LA DAAWA

Les sorties et activités de daâwa et tabligh sont vraiment mon moule de formation en spiritualité, en prédication et en gestion de groupes. J'ai fait ma première sortie de trois jours en Angleterre en 1983 quand j'avais seize ans, puis mes premiers quarante jours en 1987 et au Pakistan. Depuis j'ai fait 19 fois quarante jours en plus des quatre mois, et j'ai même appris l'urdu (pakistanais) pour avoir un contact direct avec les dirigeants.
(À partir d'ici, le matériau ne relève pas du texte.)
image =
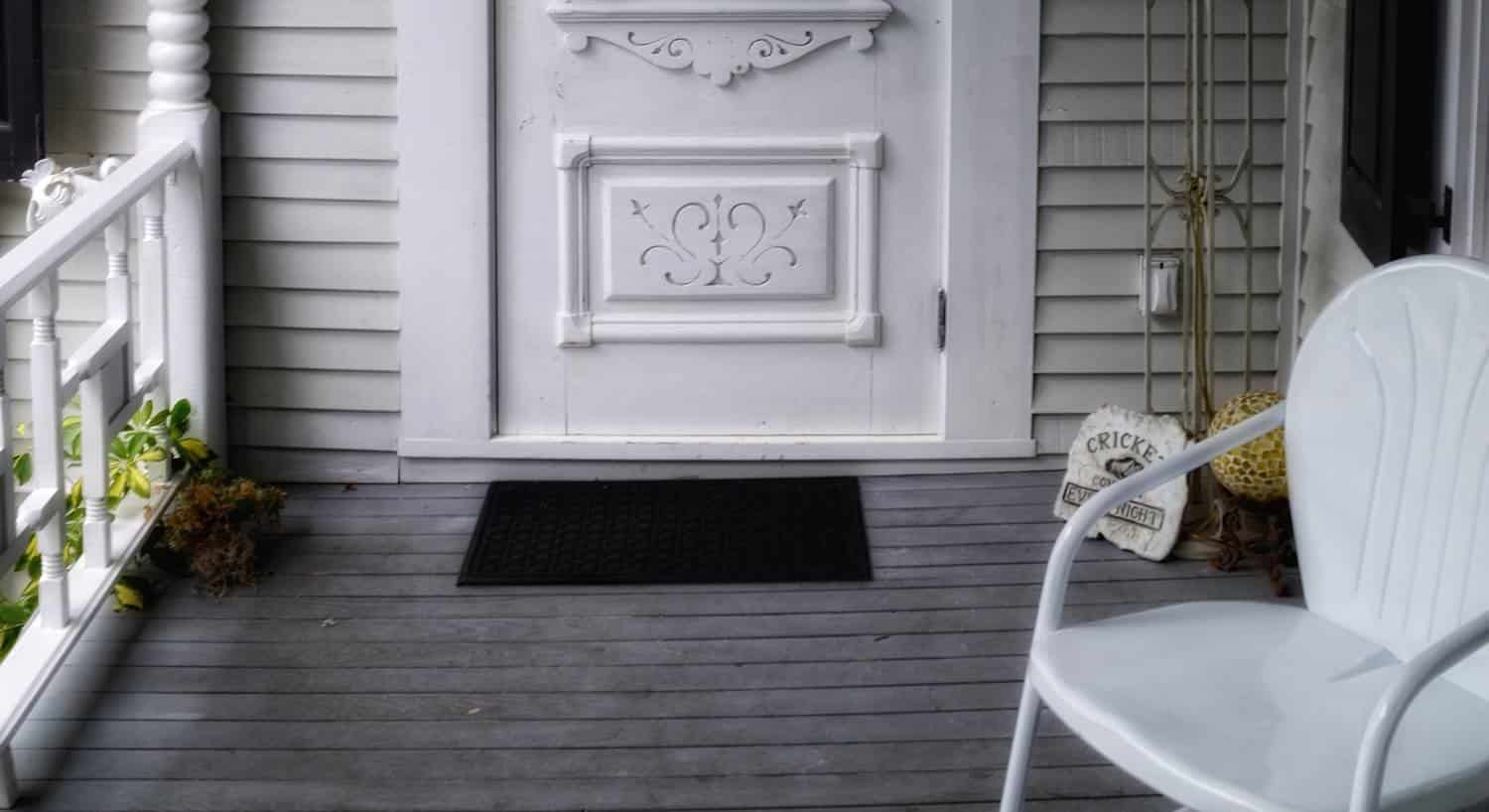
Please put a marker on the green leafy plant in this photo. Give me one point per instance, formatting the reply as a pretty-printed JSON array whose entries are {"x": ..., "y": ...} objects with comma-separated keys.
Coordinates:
[{"x": 131, "y": 455}]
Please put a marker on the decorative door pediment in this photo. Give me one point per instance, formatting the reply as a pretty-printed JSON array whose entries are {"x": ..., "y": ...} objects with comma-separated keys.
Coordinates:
[{"x": 720, "y": 41}]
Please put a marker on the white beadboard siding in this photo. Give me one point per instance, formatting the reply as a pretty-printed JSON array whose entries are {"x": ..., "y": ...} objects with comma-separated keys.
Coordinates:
[
  {"x": 1087, "y": 328},
  {"x": 307, "y": 91},
  {"x": 1330, "y": 256}
]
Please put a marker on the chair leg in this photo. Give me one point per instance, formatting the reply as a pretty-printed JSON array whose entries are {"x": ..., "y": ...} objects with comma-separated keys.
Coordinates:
[
  {"x": 1018, "y": 749},
  {"x": 9, "y": 790}
]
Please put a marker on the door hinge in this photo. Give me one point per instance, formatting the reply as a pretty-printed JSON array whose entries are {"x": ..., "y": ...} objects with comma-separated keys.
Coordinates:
[
  {"x": 1431, "y": 216},
  {"x": 940, "y": 318}
]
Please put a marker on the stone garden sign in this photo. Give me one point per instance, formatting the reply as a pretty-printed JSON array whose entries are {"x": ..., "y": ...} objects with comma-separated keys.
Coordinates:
[{"x": 1113, "y": 445}]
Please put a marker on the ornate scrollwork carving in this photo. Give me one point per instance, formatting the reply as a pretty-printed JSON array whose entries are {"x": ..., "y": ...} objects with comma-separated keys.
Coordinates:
[
  {"x": 720, "y": 41},
  {"x": 54, "y": 188},
  {"x": 711, "y": 243}
]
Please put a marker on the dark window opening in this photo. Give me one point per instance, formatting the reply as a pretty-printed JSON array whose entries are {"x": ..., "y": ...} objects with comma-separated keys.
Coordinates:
[
  {"x": 21, "y": 130},
  {"x": 1390, "y": 88}
]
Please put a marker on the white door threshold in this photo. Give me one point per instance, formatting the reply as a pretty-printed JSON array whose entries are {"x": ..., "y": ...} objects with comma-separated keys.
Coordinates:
[{"x": 721, "y": 449}]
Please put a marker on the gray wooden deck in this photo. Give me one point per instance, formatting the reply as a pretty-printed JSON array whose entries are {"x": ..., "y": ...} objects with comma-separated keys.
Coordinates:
[{"x": 357, "y": 677}]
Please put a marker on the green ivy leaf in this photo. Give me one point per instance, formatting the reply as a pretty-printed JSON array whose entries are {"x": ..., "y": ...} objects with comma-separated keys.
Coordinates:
[
  {"x": 181, "y": 415},
  {"x": 131, "y": 592},
  {"x": 139, "y": 483},
  {"x": 118, "y": 484},
  {"x": 21, "y": 467},
  {"x": 196, "y": 451},
  {"x": 14, "y": 614}
]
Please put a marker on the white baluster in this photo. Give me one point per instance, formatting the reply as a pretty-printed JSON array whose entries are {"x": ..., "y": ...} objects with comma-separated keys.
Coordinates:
[
  {"x": 152, "y": 304},
  {"x": 95, "y": 409},
  {"x": 9, "y": 790},
  {"x": 176, "y": 110},
  {"x": 6, "y": 451},
  {"x": 47, "y": 454}
]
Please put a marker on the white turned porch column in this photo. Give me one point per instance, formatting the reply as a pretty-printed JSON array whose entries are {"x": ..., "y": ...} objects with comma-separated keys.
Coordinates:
[{"x": 179, "y": 109}]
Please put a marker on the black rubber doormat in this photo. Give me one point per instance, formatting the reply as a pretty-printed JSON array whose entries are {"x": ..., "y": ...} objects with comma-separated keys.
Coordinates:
[{"x": 669, "y": 532}]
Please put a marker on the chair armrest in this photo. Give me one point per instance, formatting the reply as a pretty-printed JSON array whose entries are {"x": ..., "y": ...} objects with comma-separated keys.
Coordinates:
[
  {"x": 1393, "y": 705},
  {"x": 1056, "y": 576}
]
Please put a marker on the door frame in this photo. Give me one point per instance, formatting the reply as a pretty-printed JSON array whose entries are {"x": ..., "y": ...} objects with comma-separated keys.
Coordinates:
[{"x": 447, "y": 297}]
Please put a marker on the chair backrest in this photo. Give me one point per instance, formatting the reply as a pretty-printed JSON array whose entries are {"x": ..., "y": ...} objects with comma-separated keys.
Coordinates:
[{"x": 1388, "y": 457}]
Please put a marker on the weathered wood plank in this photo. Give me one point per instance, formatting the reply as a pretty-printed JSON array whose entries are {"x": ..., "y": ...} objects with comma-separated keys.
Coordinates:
[
  {"x": 416, "y": 695},
  {"x": 637, "y": 705},
  {"x": 569, "y": 793},
  {"x": 506, "y": 764},
  {"x": 569, "y": 603},
  {"x": 589, "y": 629}
]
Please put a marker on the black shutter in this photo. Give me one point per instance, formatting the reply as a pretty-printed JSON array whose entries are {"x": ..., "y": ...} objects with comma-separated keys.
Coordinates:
[
  {"x": 1390, "y": 94},
  {"x": 21, "y": 131}
]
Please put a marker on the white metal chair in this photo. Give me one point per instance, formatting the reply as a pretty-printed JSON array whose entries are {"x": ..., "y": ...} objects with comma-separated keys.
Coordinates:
[{"x": 1373, "y": 696}]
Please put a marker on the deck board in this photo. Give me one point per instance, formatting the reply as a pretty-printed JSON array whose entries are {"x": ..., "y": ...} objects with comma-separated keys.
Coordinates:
[{"x": 357, "y": 677}]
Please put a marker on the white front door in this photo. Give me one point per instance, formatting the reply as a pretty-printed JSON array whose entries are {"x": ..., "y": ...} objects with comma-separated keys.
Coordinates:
[
  {"x": 758, "y": 258},
  {"x": 723, "y": 225}
]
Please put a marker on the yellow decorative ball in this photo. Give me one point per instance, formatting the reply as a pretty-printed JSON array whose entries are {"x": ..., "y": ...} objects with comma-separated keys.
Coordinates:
[{"x": 1259, "y": 470}]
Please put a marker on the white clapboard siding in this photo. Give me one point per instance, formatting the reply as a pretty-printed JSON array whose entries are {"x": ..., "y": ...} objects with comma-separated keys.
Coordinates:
[
  {"x": 313, "y": 265},
  {"x": 1089, "y": 345},
  {"x": 1330, "y": 256},
  {"x": 309, "y": 98}
]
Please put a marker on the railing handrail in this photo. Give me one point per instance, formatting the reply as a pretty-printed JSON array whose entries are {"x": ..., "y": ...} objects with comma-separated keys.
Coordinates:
[
  {"x": 63, "y": 235},
  {"x": 70, "y": 595}
]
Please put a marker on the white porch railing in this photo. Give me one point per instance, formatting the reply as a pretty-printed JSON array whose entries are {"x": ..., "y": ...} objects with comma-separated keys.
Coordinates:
[{"x": 169, "y": 345}]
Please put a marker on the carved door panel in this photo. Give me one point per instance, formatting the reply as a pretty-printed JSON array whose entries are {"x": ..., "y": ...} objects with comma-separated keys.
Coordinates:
[{"x": 720, "y": 222}]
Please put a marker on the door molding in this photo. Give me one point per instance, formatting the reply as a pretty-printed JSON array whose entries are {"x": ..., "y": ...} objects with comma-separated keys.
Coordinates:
[
  {"x": 447, "y": 298},
  {"x": 446, "y": 258}
]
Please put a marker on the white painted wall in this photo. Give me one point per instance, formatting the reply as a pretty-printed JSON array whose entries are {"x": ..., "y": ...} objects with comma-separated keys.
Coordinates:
[
  {"x": 1330, "y": 256},
  {"x": 1089, "y": 333},
  {"x": 309, "y": 92},
  {"x": 1330, "y": 259}
]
L'activité de daâwa et tabligh est un cadre unique pour comprendre l'effort du prophète, salla Allahou alayhi wa sallam. On reproche souvent au tabligh que c'est une méthode archaïque de prédication et qu'il faut profiter des moyens modernes: c'est passer complètement à côté du but et de l'esprit du tabligh. Le tabligh n'est pas une structure de prédication mais de formation; et tu ne vas pas te former en prêchant à la radio ou dans un journal, mais en confrontant dans la rue toutes sortes de gens, en te rabaissant chaque fois qu'on t'agresse ou t'humilie, en recherchant toutes sortes de sagesses pour toucher leurs cœurs et en implorant tous les soirs Allah de les guider. Telle est la formation qui colle le mieux à celle des sahabas, qu'Allah les agrée, qui reproduit la vie des prophètes et qui permet de vivre le Coran. Sinon, pour l'efficacité de la daâwa, mon choix aujourd'hui est les livres, la télé et radio et enfin la voie officielle: être reconnu par les autorités et prêcher par les voies officielles.

Je vais maintenant citer les limites et lacunes de ce mouvement, non pas que je me suis retourné contre lui ou que je le déconseille à quiconque, mais un esprit rationnel doit savoir les limites de ce qu'il fait et avoir une idée de ce qu'il n'a pas su conquérir. D'abord il y a une étape dans le tabligh après la daâwa de la rue qui est la daâwa au travail. Je donne l'exemple de cheikh Amjad Ali de Karachi, médecin cardiologue qui a sa propre clinique. Il me raconte comment il fait la daâwa au travail:

« Quand un malade vient, je lui explique que sa maladie est due à ses péchés car Allah dit: « et tout malheur qui vous atteint est à cause de ce que vos mains ont fait » (La Consultation). Il doit donc commencer à se repentir et je lui demande ce qui se passe dans sa vie pour voir si c'est la prière qu'il doit arranger, ou sa façon de gagner sa vie ou ses relations avec ses proches ou autre. Ensuite, quand je donne la prescription, je mets: lire Yasin trois fois par jour, faire tel et tel douâa, et ensuite les médicaments. Quand il faut faire une opération, je demande à la famille de jeûner et de venir se recueillir dans la mosquée de la clinique pendant que nous demandons l'aide d'Allah et procédons à l'opération. Quand un malade séjourne à la clinique, nous lui amenons la pierre pour la tayammoum et nous lui expliquons comment prier dans son état. Les malades ont aussi une séance quotidienne de hadiths et de lecture de sourates. Les infirmières ont une séance quotidienne d'apprentissage de Coran et d'étude de la science, et il y en a parmi elles qui sont devenues alimat – savantes – et hafizat – ont appris le Coran entier par cœur – avec cette séance quotidienne ».

Et c'est ainsi qu'on enseigne le tabligh à tous les médecins au Pakistan et en Inde ainsi que tous les pays qui suivent leurs instructions, et pour chaque catégorie professionnelle il y a un programme pour prêcher au travail. Et vous allez me demander qu'est-ce que j'ai à reprocher à cela? Ce que je reproche est qu'il y a plusieurs pays qui ne suivent pas ce mouvement et qui sont toujours limités à la daâwa de rue. Et savez-vous pourquoi? Parce que les dirigeants du tabligh dans ces pays sont des gens qui ne travaillent pas et pour eux le tabligh consiste à pousser les gens à ne pas travailler pour se consacrer à la daâwa.

L'autre lacune dans le mouvement daâwa et tabligh est l'inexistence de la conception de l'émir. On insiste beaucoup sur la choura – concertation – mais il n'y a pas de formation d'émir et quasiment même pas de conseils à l'émir sur la façon de gérer le groupe et jamais d'évaluation des émirs. Il en résulte une reconduction indéfinie des émirs inefficaces et des erreurs de gestion humaine. Le critère de choix de l'émir est unique: l'engagement et l'ancienneté, alors que certains ne seront jamais aptes à diriger.